Hall's version (which he also adapted, with Roger Warren) presents a span of history in episodic form and it works. And because there is much concentration on bloody intrigue, war and murder, there is much blood and gore. He emphasises the slaughterhouse that England has become by accompanying each killing by the cutting up of meat while beheadings are represented by cabbages being hacked in two (this effectively illustrates the brutality of the times though it does leave the stage looking like a greengrocers at closing).
All the time, Hall keeps up the relentless pace: episode quickly leads to new episode, as we sweep past years of history.
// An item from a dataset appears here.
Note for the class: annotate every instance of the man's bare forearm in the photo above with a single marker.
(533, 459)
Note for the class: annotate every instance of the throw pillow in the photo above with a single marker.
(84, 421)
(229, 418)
The Jack Cade rebellion is heralded by Tony Bell's Cade, rapping his proclamation, quickly taken up by the rebels: "reformation, no taxation". When Cade agrees to kill all the lawyers, the soldiers drag the audience looking for likely candidates.
As an ensemble performance, the whole cast works really hard but there are some outstanding individual performances worth noting: Bell as both Cade and a leather-clad, sinister Warwick; Jonathan McGuinness's Henry, at first simpering like a mediaeval Stan Laurel and laying the seeds for his own destruction with his vapid and ineffectual posturing; and Robert Hands' Margaret which is a joy, coquettish until her vicious nature is laid bare.
My only complaint with this first installment would be that York's long discussion about his legitimacy for the throne has been excised. Perhaps Hall is making the point that such people as these nobles needed no excuse for their greed for power, but York places great importance on his claim to the throne and something is missing by not including it. That aside, this is a genuinely thrilling, innovative, bold, pacy production that truly enhances the West End.